Eat For Health: Lose Weight, Keep It Off, Look Younger, Live Longer (2 book set)
The third philosophy that appeals to me is that of the Green Smoothie concept that is championed by Robyn Openshaw. This idea is that if you take those less than tasty greens and blend them up in a crazy ass blender with tasty healthy things you are getting more healthy food. As evidenced by this blog, I have been playing around with this for a while. In addition, Openshaw proposes that by breaking those greens down you can absorb more of the nutrients.
Green Smoothies Diet: The Natural Program for Extraordinary Health
The fourth idea is new to me. This is from Jessica Seinfeld and her book "Deceptively Delicious" which was gifted to me from a friend of my sister. The idea here is that if you puree veggies and fruits, you can hide them in regular kid friendly foods and fool your kids into eating more healthy foods.

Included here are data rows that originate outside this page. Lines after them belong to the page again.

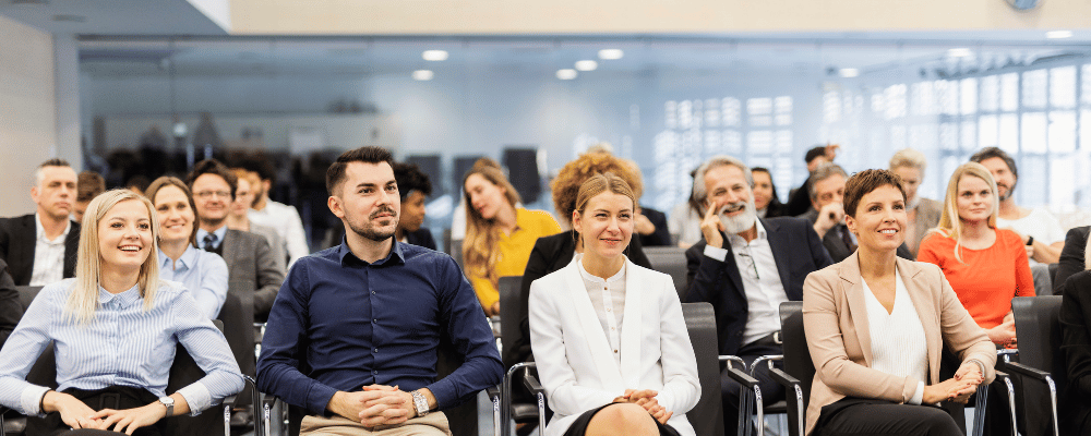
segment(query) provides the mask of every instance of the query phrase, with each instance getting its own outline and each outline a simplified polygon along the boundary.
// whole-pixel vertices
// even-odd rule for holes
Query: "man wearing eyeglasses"
[[[228,294],[238,295],[241,302],[241,325],[252,326],[253,322],[268,318],[273,301],[284,282],[284,269],[277,263],[268,241],[256,233],[227,228],[227,216],[238,179],[224,164],[207,159],[193,166],[185,178],[193,203],[196,206],[197,249],[203,249],[224,257],[227,262]],[[225,310],[225,312],[227,312]],[[239,319],[220,319],[225,327],[238,325]],[[228,344],[239,362],[243,374],[255,375],[253,328],[225,328]],[[245,425],[249,416],[236,414],[232,425]]]
[[[757,217],[750,167],[730,156],[714,157],[694,175],[694,196],[708,210],[703,240],[686,251],[687,302],[709,302],[716,312],[720,354],[747,366],[762,355],[783,354],[780,303],[803,300],[807,274],[832,262],[812,226],[801,218]],[[768,372],[755,375],[762,400],[784,398]],[[720,376],[727,435],[738,431],[740,385]]]

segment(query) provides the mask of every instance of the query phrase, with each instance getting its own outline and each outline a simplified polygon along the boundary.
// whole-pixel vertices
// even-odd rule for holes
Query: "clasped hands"
[[[976,363],[963,362],[962,366],[955,373],[955,377],[925,386],[922,402],[935,404],[946,400],[964,404],[984,379],[985,376],[981,374],[981,368]]]
[[[656,396],[659,392],[651,389],[625,389],[625,393],[621,397],[614,398],[613,402],[631,402],[636,405],[647,410],[651,417],[658,421],[660,424],[667,424],[667,420],[670,420],[674,412],[671,412],[659,404],[659,400]]]

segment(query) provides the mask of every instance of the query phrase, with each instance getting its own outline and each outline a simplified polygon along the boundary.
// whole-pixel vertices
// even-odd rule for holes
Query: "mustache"
[[[398,216],[398,213],[396,210],[394,210],[393,208],[391,208],[391,207],[383,207],[383,208],[381,208],[379,210],[375,210],[375,211],[371,213],[371,215],[368,216],[368,219],[375,219],[375,217],[377,217],[379,214],[391,214],[395,218],[397,218],[397,216]]]

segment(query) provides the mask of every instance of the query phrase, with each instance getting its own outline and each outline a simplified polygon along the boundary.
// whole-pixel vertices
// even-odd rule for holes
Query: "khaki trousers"
[[[299,434],[300,436],[451,436],[451,426],[443,412],[432,412],[401,424],[379,425],[372,428],[340,415],[331,417],[307,415],[300,422]]]

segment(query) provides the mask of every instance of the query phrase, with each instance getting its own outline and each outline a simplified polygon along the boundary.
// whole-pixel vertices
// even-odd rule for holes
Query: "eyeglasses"
[[[746,251],[743,252],[743,250]],[[754,256],[750,254],[750,246],[744,246],[743,249],[740,249],[739,257],[742,257],[743,261],[746,263],[746,267],[743,268],[746,270],[746,274],[750,275],[751,272],[753,272],[754,275],[752,276],[752,278],[754,280],[762,280],[762,275],[757,272],[757,263],[754,262]]]
[[[231,193],[227,192],[227,191],[201,191],[201,192],[193,193],[193,195],[195,197],[197,197],[197,198],[201,198],[201,199],[209,198],[213,195],[215,195],[217,197],[220,197],[220,198],[230,198],[231,197]]]

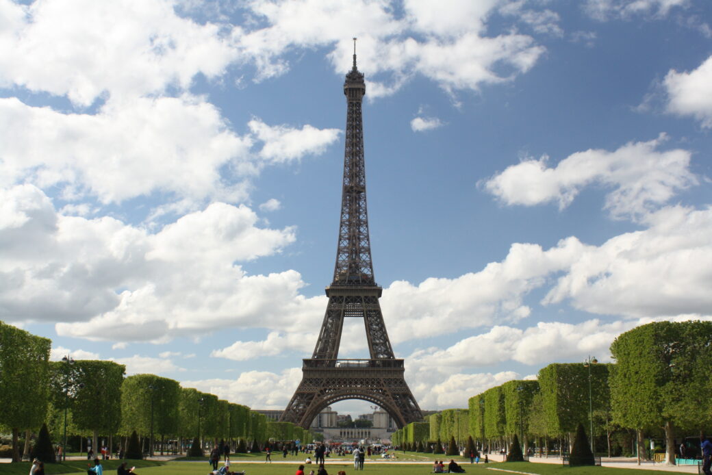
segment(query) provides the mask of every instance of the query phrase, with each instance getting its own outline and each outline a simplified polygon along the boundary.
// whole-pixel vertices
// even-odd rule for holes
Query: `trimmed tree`
[[[524,461],[522,448],[519,445],[519,437],[516,434],[512,437],[512,444],[509,446],[509,453],[507,454],[507,461]]]
[[[574,447],[571,450],[571,455],[569,456],[569,466],[582,466],[594,465],[595,464],[593,452],[591,451],[591,447],[589,446],[586,431],[583,429],[583,424],[580,423],[576,428]]]
[[[32,451],[30,452],[30,458],[39,459],[46,464],[53,464],[56,461],[46,424],[43,424],[42,428],[40,429],[40,433],[37,436],[37,442],[35,442],[34,447],[32,447]]]
[[[455,442],[455,437],[450,436],[450,443],[447,446],[447,452],[445,453],[446,455],[459,455],[460,451],[458,449],[457,443]]]
[[[124,455],[125,459],[135,459],[136,460],[140,460],[143,458],[143,452],[141,451],[141,444],[138,442],[138,434],[136,434],[136,431],[131,432],[131,437],[129,437],[129,443],[126,447],[126,454]]]

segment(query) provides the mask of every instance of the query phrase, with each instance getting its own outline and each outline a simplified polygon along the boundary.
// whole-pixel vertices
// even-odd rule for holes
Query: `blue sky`
[[[286,404],[335,258],[352,36],[422,408],[712,317],[712,4],[233,3],[0,0],[0,319],[53,359]],[[341,350],[367,354],[360,323]]]

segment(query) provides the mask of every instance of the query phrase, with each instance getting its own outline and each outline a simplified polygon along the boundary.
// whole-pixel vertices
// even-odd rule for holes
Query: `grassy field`
[[[418,454],[421,455],[421,454]],[[276,459],[276,458],[275,457]],[[281,459],[281,454],[280,454]],[[246,463],[246,462],[251,463]],[[257,462],[257,457],[239,457],[232,463],[234,470],[245,470],[246,475],[293,475],[302,460],[295,460],[293,464],[264,464]],[[169,462],[153,462],[147,461],[131,461],[130,464],[136,465],[137,475],[206,475],[211,469],[206,461],[179,461]],[[108,460],[103,463],[106,475],[115,473],[118,461]],[[660,472],[652,470],[632,469],[614,469],[600,466],[567,467],[554,464],[530,464],[528,462],[491,463],[471,465],[463,464],[468,474],[473,475],[508,475],[507,472],[491,470],[500,469],[512,470],[537,475],[661,475]],[[48,464],[46,466],[46,473],[86,473],[85,461],[67,462],[66,464]],[[306,473],[315,466],[307,466]],[[26,475],[29,472],[30,464],[0,464],[0,475]],[[347,475],[360,475],[353,469],[352,461],[342,459],[328,460],[326,469],[330,475],[335,475],[344,471]],[[364,475],[429,475],[431,467],[426,464],[392,464],[379,463],[367,461],[365,464]]]

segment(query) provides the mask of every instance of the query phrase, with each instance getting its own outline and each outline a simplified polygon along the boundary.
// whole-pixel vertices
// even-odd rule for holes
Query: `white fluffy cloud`
[[[663,84],[669,112],[691,115],[701,121],[703,127],[712,127],[712,56],[689,73],[671,70]]]
[[[284,409],[302,380],[300,367],[288,368],[276,374],[268,371],[247,371],[236,380],[211,379],[182,381],[183,387],[194,387],[220,399],[245,404],[255,409]]]
[[[553,201],[563,208],[582,187],[599,184],[614,189],[605,204],[614,217],[639,218],[678,191],[697,184],[689,170],[691,152],[659,150],[665,139],[661,135],[614,152],[578,152],[555,167],[547,166],[547,157],[525,160],[489,179],[484,187],[507,204],[532,206]]]
[[[105,93],[140,97],[187,89],[237,58],[231,32],[182,18],[169,0],[0,1],[0,86],[66,95],[87,106]],[[81,14],[78,14],[80,12]]]
[[[214,203],[152,234],[112,218],[58,214],[31,185],[2,193],[4,320],[60,322],[63,335],[155,341],[217,323],[273,321],[289,330],[323,312],[325,298],[299,295],[297,272],[249,276],[234,263],[295,239],[290,228],[257,227],[246,207]]]
[[[598,20],[610,17],[629,19],[635,15],[663,17],[675,7],[684,7],[689,0],[587,0],[585,9]]]
[[[424,132],[442,126],[442,122],[436,117],[417,117],[410,121],[410,128],[413,132]]]

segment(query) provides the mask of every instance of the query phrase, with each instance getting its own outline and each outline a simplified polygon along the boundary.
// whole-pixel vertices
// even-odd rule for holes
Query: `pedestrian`
[[[218,469],[218,463],[220,461],[220,450],[218,446],[214,446],[210,451],[210,463],[213,465],[213,470]]]
[[[101,466],[98,459],[94,459],[94,466],[87,464],[87,474],[93,472],[96,475],[104,475],[104,467]]]
[[[705,436],[700,436],[700,450],[702,451],[702,471],[705,475],[712,475],[710,465],[712,465],[712,442]]]

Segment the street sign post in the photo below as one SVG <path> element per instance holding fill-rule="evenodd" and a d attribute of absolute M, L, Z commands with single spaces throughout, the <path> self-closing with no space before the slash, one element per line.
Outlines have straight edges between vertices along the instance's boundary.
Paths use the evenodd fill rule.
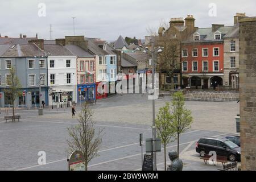
<path fill-rule="evenodd" d="M 0 93 L 0 114 L 1 114 L 1 107 L 2 107 L 2 93 Z"/>
<path fill-rule="evenodd" d="M 153 171 L 153 159 L 151 155 L 144 155 L 144 162 L 142 165 L 142 171 Z"/>
<path fill-rule="evenodd" d="M 84 160 L 82 152 L 80 151 L 73 152 L 68 159 L 68 171 L 85 171 Z"/>
<path fill-rule="evenodd" d="M 143 140 L 143 134 L 141 133 L 139 134 L 139 146 L 141 146 L 141 164 L 142 167 L 143 166 L 143 146 L 142 141 Z"/>
<path fill-rule="evenodd" d="M 152 138 L 146 139 L 146 152 L 161 152 L 161 139 L 156 138 L 155 148 L 153 148 L 153 139 Z"/>

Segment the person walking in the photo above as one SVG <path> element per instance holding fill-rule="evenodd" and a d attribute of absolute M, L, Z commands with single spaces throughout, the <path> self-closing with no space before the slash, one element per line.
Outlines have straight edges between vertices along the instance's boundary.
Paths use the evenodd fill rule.
<path fill-rule="evenodd" d="M 76 110 L 75 110 L 74 106 L 72 107 L 71 112 L 72 113 L 72 118 L 75 118 L 75 113 L 76 113 Z"/>

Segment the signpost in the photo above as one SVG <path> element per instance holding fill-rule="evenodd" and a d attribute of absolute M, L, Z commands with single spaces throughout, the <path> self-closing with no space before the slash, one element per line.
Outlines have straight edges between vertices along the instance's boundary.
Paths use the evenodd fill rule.
<path fill-rule="evenodd" d="M 22 107 L 24 107 L 24 103 L 25 101 L 25 95 L 26 95 L 25 91 L 22 92 Z"/>
<path fill-rule="evenodd" d="M 141 164 L 142 167 L 143 167 L 143 146 L 142 141 L 143 140 L 143 134 L 141 133 L 139 134 L 139 146 L 141 146 Z"/>
<path fill-rule="evenodd" d="M 84 157 L 80 151 L 73 152 L 68 159 L 68 171 L 85 171 Z"/>
<path fill-rule="evenodd" d="M 1 114 L 1 107 L 2 107 L 2 93 L 0 93 L 0 114 Z"/>
<path fill-rule="evenodd" d="M 151 155 L 147 154 L 144 155 L 142 171 L 153 171 L 153 160 Z"/>

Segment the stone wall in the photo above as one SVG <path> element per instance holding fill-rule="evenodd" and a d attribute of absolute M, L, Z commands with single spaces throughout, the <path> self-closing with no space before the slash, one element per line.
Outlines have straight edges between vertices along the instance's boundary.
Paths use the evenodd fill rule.
<path fill-rule="evenodd" d="M 236 52 L 230 52 L 230 41 L 236 41 Z M 230 57 L 236 57 L 236 68 L 230 68 Z M 238 72 L 239 71 L 239 39 L 228 38 L 224 40 L 224 77 L 223 79 L 223 85 L 230 86 L 230 72 Z"/>
<path fill-rule="evenodd" d="M 241 167 L 256 170 L 256 18 L 240 22 Z"/>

Deceptively Delicious: Simple Secrets to Get Your Kids Eating Good Food
So... that being said. Here is the hybrid spawn that I have birthed from all my nutritional mating. I like to take local, recently harvested (Kingsolver) high nutrient produce (Fuhrman) and puree (Seinfeld) them and hide them in foods and smoothies (Openshaw).
So, to be more specific, now that I have placed credit where it is due, I will describe to you what I mean. I am growing my own garden right now, joined a CSA and I frequent my local farmer's stand. I search for items at the stand that are on sale b/c they are on the verge of going bad. Then I bring those items home and either freeze them, or puree them and freeze them. Now, if I can use them fresh I will. But, since fruit and veggies have a habit of going bad even when they are bought newly ripe, I like to freeze them. I use as much as I can prior to freezing, and then am happy knowing that nothing went to waste!
Another idea I have stumbled upon is using greens that have been pureed, poured into ice cube trays and then frozen. If I take this green puree and throw it into my blendtec blender I know that I am getting great nutrition without stressing that my bag of spinach will go bad before I can use it. I also know that I am getting a great deal financially.
Here's the thing. Let's say you buy a bag of spinach for three bucks. Then you end up using about 75% of it before it gets slimy and has that smell. You know the smell. So you wasted only .25. But, since you only used 75% of the bag, you probably got about five or six smoothies out of that bag. That is if you are using about 1/2 cup of spinach per smoothie. Those 3.00 bags hold about four cups of spinach (I am guessing). And if 1-1/2 cups of it went bad, you probably only got a weeks worth of smoothies out of your 3.00. So monthly you'd be spending around 12.00 on spinach for your morning smoothies.
Well, what if instead, you went to a farmer's market and bought the huge ass bag of spinach that is only 2.00. Then you take it home, wash it yourself (how novel), and then puree it and freeze it. After adding a smidge of water you have probably 30 ice cubes of spinach. I am sure that one per smoothie would do the trick, simply because when you puree it you are condensing those leaves. So you get around 30 smoothies out of 2.00. That means 2.00 a month instead of 12.00. See the logic? My math may not be perfect, but I am confident that the concept is dead on.
I bought a huge bag of swiss chard the other day. What does anyone do with a huge bag of swiss chard??? I gave half to a friend and then took the other half (still a large amount) and pureed it in my blendtec. The bag was 1.50. Above is a pic of how much I got out of it. That is a very large bowl of green sludgy nutrition folks. How many ice cubes do you think that would make?? That bowl cost me 75 cents.
Realistically, unless we are using green smoothies to bathe an army, we can't use the amount of greens we get when we buy them at the best price. I bet there really is a place that uses pureed greens for expensive spa baths... hmm....
Anyway, above are two pics of items I pureed last night: the .75 worth of swiss chard, beets, avocados, carrots and yellow squash.
I also went on to do some bok choy that I will sneak sparingly into smoothies for my kid.
So, if you are looking for affordable ways to add nutrition to your lives, here you go. I know, it all takes time. But let's be realistic, everything in this life costs either time or money. You choose.